Bentham—Lord Shelburne's leading intelligence agent at the British East India Company; avowed enemy of the American Revolution; and all-around pervert promoting usury, pederasty, bestialism, etc.—argued that pleasure and pain, and thus utility, is ultimately measurable, Read writes. But "Benthamite utility was deemed impossible to measure" by some, such that economic giant F.Y. Edgeworth—otherwise famous for inventing "indifference curves" and the "Edgeworth box" (don't ask)— proposed a "hedonimeter." The marginal utilitarian school then made further progress on the sticky subject of measurement of pleasure and pain, culminating in "a new approach to utility measurement, first proposed by Von Neumann and Morgenstern... [that] a cardinal utility function can be drawn from consistent choices between gambles."

Enter Kahneman. Experienced utility can differ from decision utility, he discovers, and so studies have to be conducted on the issue of "temporal monotonicity"—how to multiply instantaneous pain by the time of suffering, to reach a sum of total pain experienced. So Kahneman et al. proceed to torture a bunch of victims, which they disguise as "science." ("Of course," LaRouche commented. "They are sadists. They are graduates from English boys' schools. That's what they do: they torment each other.")

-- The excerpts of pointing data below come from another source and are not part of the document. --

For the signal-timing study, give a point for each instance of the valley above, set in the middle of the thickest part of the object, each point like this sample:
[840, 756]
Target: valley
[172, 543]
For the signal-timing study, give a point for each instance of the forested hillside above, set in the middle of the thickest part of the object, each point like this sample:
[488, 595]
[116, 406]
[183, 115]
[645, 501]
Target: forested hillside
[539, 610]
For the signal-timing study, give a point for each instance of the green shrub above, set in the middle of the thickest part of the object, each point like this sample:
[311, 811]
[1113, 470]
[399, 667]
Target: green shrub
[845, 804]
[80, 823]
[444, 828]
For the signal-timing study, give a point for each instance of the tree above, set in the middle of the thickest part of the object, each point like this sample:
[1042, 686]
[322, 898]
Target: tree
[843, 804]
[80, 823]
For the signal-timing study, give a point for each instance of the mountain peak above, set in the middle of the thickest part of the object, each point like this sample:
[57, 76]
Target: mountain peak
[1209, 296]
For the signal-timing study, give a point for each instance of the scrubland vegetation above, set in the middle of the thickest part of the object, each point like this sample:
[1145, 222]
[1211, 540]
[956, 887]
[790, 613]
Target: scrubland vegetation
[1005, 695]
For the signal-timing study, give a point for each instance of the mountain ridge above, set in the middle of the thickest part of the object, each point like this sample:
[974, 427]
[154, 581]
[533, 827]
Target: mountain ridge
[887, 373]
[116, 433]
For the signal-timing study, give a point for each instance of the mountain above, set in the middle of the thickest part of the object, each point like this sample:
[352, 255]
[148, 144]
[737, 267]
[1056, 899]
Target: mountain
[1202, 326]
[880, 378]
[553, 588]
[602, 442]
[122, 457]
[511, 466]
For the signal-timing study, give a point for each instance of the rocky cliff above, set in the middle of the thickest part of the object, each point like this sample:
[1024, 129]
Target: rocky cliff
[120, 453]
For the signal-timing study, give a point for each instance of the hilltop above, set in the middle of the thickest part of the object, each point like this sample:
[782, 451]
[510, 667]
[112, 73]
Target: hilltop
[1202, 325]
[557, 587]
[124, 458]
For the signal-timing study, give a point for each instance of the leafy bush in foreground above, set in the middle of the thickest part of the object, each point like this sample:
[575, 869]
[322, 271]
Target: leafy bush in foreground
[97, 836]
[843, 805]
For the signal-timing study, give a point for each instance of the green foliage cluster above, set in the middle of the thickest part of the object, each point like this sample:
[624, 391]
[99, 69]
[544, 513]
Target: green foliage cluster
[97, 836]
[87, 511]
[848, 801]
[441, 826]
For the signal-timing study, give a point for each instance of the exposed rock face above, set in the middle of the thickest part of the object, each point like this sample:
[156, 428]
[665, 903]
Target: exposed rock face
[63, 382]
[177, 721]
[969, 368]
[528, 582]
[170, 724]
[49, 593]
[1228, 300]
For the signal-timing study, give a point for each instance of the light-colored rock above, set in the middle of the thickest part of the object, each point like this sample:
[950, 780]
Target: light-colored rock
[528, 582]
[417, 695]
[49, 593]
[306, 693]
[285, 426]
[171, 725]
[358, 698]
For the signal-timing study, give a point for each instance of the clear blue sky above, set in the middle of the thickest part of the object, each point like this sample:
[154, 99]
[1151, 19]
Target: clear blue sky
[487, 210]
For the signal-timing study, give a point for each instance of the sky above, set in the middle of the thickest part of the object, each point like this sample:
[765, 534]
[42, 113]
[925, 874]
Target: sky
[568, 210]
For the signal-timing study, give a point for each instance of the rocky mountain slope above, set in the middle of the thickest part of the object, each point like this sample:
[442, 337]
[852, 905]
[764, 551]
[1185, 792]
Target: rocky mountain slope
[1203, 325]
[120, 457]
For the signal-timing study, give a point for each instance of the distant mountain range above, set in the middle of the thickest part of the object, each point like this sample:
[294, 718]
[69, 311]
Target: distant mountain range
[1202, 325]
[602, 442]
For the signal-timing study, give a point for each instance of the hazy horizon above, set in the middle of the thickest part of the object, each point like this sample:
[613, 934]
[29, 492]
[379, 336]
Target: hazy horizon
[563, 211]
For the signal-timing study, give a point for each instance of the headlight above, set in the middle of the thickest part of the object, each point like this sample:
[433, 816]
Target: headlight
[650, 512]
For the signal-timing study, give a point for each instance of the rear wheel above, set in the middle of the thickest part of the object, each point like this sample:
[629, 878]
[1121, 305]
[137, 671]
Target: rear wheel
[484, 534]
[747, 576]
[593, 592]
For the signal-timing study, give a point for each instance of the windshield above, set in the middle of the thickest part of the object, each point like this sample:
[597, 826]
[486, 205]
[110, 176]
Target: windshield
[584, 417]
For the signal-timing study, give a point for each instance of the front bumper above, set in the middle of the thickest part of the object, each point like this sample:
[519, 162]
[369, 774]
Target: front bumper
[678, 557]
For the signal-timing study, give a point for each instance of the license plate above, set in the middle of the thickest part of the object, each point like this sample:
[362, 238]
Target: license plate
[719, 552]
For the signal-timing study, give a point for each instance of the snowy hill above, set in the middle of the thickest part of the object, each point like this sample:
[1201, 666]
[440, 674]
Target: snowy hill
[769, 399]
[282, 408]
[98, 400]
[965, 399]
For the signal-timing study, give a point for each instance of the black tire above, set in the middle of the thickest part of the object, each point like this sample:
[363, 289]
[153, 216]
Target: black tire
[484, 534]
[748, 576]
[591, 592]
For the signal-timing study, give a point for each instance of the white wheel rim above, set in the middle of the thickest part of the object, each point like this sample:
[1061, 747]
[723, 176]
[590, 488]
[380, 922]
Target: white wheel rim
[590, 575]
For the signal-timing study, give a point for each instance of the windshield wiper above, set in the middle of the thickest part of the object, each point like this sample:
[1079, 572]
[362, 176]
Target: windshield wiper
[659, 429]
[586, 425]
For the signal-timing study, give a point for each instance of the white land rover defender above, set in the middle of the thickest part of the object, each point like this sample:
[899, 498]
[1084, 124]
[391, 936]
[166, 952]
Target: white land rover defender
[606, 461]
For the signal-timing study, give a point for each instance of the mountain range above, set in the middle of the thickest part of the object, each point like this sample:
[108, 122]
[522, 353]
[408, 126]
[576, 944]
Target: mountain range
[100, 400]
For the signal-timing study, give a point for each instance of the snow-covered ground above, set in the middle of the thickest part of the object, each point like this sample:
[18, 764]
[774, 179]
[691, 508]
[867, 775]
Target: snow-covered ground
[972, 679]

"In one [test]," Read explains helpfully, "participants first experience two painful immersions of a hand in cold water. Both hands were immersed (at different times) in ice-cold (14.1 degrees Centigrade) water for 60 seconds. One hand was then removed immediately, while the other was left in the water, which warmed up to a still uncomfortable 15.2 degress Centigrade over an additional 30 seconds. The total pain, meaning the sum of instantaneous pain multiplied by duration, was certainly greater for the second hand, yet when asked which of the two experiences they would prefer to repeat, almost 70% chose the longer one. This shows that decision utility differs from experienced utility."

Does this remind you of anything?

As one historical account recalls: "The freezing / hypothermia experiments were conducted for the Nazi high command. The experiments were conducted on men to simulate the conditions the armies suffered on the Eastern Front. The German forces were ill prepared for the bitter cold. Thousands of German soldiers died of freezing or were debilitated by cold injuries.

"The experiments were conducted under the supervision of Dr. Sigmund Rascher at Birkenau, Dachau and Auschwitz . Dr. Rascher reported directly to Himmler. Dr. Rascher publicized the results of his freezing experiments at the 1942 medical conference entitled 'Medical Problems Arising from Sea and Winter.'

"The freezing experiments were divided into two parts. First, to establish how long it would take to lower the body temperature to death and second how to best resuscitate the frozen victim. The two main methods used to freeze the victim were to put the person in a icy vat of water or to put the victim outside naked in sub-zero temperatures. The icy vat method proved to be the fastest way to drop the body temperature."